Auf ihren Smartphones haben sie Zugriff auf alle Fahrpläne wie auf das interne Verspätungssystem. Sogar Traubenzucker trägt Aruna am Gürtel, weil er mal einem Unterzuckerten helfen musste. Und ihre lustigsten Erlebnisse? "Ein Asiate hat gefragt, wo in Mannheim das Hofbräuhaus ist. Er hat es mit München verwechselt, weil er nur den ersten Buchstaben lesen konnte", berichtet Henze. Aruna erinnert sich an einen Angetrunkenen, der in der Quadratestadt aus dem Zug sprang und rief: "Die haben Frankfurt umgebaut!"
Zwei Studenten aus Indien
An diesem Tag ist nicht viel los. Zurück in Mannheim, haben sie mit zwei indischen Studenten zu tun. Ihre Verbindungen seien verschoben worden, in der Schalterhalle habe man ihnen nicht helfen können, erzählen Manish Reddy und Phani Giddaluri. Jetzt stehen sie mit ihren Koffern am Eingang und suchen auf Schildern nach einer Mitreisegelegenheit. Die Männer von der "DB Sicherheit" bitten sie, sich nach draußen zu stellen. Sie zeigen Verständnis. Henze und Aruna seien "nett" zu ihnen - "im Gegensatz zu dem Bahn-Manager vorhin".
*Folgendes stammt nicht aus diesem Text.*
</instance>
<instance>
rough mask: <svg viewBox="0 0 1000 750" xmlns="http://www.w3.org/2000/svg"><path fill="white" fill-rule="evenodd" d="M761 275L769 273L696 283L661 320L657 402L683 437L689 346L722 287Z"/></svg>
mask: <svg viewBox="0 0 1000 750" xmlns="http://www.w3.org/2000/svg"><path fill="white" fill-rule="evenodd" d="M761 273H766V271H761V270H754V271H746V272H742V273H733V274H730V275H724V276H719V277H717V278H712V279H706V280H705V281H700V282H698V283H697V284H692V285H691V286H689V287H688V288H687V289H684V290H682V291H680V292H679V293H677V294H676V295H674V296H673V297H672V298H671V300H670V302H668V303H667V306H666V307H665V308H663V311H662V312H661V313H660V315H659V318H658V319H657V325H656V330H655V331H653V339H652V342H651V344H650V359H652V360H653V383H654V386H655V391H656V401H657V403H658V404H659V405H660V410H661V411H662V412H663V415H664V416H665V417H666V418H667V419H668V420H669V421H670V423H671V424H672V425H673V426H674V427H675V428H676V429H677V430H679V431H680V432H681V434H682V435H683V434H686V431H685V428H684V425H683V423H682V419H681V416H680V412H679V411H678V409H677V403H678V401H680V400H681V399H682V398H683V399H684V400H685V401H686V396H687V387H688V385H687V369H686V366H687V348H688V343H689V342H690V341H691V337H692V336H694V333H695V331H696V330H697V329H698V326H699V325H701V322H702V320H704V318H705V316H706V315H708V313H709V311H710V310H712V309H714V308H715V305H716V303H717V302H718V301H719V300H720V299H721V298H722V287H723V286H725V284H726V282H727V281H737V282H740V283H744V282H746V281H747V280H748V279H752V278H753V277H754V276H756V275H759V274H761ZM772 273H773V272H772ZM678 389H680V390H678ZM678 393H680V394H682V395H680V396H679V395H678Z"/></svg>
Noch eine Runde durch Treppenhäuser und Unterführungen, dann haben Henze und Aruna Feierabend. Vor lauter Reden sind sie weniger gelaufen als sonst. Aber morgen dürfen es wieder bis zu zwölf Kilometer sein. "Uns macht das nichts aus", sagen sie. Man glaubt es ihnen.